I look back at Daisy once, hoping her expression might reveal something more telling than Isaac’s, but she’s even better at hiding the severity of a situation than he is.
What is this all about? I really hate this….
I walk with them down the stairs and into the large den where Rachel and five of her minions meet us halfway having come from outside. Rachel sneers at me as I pass, but I ignore her as usual. She really isn’t worth my time and now that I have to discipline my anger more than ever, I probably should just stay away from her altogether. I’m not scared of her. I’m scared of the transformation.
Isaac takes me past the kitchen and into the back hallway where the door leading into the basement sits. I catch the scent of funky moisture and mildew and rotting wood before Isaac even opens the door. I hate it down there. It’s like being locked in an eighteenth century dungeon, complete with shackles and rats and thick rock walls dripping with filthy water and every creepy-crawly one can imagine.
The wooden stairs creak and moan underneath our steps as we descend into semi-darkness. The air is always cooler down here, but I would take the sticky heat of a Georgia summer over this dank, raunchy air any day. It’s not until we make it down the last step that I realize it’s not as dark as it should be. There’s an out of place swath of light coming from somewhere in the large basement far behind the staircase, bathing the partial stone and wooden floor in a dense, eerie gray glow.
Daisy comes around in front of us and smiles at me sort of…apologetically. But before I have the chance to make my impatience known any more than it already is, we step farther into the room and I see where the strange light is coming from.

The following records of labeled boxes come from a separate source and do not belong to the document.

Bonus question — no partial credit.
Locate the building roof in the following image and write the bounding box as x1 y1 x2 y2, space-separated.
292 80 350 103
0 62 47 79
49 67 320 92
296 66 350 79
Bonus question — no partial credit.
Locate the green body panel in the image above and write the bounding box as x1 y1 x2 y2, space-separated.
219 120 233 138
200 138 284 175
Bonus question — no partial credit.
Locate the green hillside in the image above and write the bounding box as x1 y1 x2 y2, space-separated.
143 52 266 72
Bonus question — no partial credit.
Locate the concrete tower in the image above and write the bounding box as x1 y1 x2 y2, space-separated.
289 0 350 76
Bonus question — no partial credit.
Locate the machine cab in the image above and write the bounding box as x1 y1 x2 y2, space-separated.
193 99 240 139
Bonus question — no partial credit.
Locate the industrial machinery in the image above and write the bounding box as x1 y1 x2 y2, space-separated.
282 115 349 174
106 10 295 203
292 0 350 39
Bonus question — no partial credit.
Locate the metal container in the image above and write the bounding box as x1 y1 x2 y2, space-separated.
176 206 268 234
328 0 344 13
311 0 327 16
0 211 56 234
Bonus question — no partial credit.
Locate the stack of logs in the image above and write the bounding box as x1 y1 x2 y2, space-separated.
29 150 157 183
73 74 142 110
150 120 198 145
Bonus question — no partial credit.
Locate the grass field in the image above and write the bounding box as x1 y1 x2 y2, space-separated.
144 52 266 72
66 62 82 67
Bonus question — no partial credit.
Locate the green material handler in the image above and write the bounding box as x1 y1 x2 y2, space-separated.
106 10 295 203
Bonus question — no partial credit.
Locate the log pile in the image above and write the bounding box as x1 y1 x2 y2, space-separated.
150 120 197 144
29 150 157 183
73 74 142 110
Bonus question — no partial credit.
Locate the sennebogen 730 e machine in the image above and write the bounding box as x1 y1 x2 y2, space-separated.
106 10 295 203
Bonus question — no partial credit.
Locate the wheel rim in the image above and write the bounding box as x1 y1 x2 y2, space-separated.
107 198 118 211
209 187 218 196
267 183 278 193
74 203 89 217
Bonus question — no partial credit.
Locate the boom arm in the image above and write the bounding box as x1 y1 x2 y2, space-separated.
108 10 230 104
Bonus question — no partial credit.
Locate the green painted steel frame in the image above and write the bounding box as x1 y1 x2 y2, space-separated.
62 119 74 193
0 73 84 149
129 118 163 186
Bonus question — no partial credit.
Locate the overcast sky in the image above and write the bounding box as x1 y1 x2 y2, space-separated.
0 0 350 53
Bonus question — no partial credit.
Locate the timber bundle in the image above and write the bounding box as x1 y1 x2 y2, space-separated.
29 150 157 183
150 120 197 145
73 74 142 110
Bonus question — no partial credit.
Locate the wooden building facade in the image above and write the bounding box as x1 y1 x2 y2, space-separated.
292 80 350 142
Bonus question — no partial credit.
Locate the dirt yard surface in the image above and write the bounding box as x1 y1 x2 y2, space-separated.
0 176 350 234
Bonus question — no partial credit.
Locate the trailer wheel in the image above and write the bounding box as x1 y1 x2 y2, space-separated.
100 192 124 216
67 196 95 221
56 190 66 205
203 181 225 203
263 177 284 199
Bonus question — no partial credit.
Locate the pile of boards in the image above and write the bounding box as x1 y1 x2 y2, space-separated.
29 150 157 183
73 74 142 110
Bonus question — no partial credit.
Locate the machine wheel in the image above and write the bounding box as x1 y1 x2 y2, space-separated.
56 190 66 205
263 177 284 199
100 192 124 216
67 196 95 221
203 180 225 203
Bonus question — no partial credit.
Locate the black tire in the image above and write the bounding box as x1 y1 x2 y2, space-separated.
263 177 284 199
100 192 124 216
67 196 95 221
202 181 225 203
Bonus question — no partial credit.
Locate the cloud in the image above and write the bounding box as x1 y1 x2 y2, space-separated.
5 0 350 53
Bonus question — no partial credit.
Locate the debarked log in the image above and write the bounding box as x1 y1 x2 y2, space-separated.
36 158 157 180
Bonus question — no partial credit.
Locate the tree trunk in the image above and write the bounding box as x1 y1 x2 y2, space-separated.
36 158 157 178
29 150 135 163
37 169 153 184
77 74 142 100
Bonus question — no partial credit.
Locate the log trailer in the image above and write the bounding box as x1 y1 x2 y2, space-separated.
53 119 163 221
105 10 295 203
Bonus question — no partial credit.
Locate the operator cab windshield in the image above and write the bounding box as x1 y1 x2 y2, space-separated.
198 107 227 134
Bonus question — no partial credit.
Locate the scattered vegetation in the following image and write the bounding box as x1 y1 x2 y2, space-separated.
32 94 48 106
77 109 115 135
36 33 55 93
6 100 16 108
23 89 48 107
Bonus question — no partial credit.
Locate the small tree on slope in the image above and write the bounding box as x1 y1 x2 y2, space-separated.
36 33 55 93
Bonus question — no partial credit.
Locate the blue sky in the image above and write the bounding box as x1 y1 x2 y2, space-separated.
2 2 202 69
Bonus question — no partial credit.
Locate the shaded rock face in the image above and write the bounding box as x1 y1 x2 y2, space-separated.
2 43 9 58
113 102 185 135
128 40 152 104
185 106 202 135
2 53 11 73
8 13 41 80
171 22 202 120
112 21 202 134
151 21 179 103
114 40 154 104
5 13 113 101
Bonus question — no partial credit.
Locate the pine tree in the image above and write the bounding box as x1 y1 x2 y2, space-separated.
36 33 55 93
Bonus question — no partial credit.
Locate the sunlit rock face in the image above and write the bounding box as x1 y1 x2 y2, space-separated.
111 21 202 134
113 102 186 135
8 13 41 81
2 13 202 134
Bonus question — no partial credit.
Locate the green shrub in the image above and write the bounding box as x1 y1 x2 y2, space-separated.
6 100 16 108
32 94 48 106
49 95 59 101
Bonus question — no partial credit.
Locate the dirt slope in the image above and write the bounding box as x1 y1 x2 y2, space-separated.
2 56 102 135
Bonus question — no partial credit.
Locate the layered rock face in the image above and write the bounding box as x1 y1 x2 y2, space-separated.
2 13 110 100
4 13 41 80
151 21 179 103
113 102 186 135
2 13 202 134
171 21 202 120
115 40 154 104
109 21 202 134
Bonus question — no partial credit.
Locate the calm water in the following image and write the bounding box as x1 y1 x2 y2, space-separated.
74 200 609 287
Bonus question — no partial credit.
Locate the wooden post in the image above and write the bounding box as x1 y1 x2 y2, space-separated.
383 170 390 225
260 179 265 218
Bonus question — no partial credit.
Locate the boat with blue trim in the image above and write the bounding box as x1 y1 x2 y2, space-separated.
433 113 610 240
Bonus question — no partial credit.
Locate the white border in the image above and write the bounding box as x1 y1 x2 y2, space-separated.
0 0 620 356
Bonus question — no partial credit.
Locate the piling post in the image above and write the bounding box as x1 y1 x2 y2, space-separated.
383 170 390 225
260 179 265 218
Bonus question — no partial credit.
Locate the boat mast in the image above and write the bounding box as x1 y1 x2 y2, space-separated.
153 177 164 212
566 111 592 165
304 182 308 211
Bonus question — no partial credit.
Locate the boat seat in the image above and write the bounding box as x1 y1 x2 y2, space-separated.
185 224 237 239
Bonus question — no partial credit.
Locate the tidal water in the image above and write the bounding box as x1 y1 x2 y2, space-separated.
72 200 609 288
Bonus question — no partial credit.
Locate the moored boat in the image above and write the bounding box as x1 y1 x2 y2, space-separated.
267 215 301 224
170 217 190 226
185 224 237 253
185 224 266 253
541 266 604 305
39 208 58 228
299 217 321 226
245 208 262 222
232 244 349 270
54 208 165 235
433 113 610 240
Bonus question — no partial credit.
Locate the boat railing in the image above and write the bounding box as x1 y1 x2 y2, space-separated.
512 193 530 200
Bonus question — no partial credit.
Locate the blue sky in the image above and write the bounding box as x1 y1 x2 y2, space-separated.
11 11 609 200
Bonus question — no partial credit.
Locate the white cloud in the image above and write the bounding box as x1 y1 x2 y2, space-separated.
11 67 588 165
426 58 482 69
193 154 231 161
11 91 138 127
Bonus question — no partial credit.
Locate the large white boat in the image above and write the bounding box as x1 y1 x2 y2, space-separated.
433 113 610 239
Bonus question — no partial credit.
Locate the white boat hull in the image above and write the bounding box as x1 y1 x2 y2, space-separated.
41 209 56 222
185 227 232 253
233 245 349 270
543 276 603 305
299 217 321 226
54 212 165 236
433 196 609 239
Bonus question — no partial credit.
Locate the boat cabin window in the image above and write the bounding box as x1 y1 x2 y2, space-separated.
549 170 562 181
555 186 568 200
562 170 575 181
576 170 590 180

“What the—?” I start to say, but I just cut myself off and stare out at the massive hole in the back of the basement, the massive hole in the so-called thick rock wall that I always thought of as the equivalent of reinforced steel. The hole is…well, probably about my size in werewolf form and leads right outside into the back area of the house. It’s the only spot in the basement wall not surrounded by earth.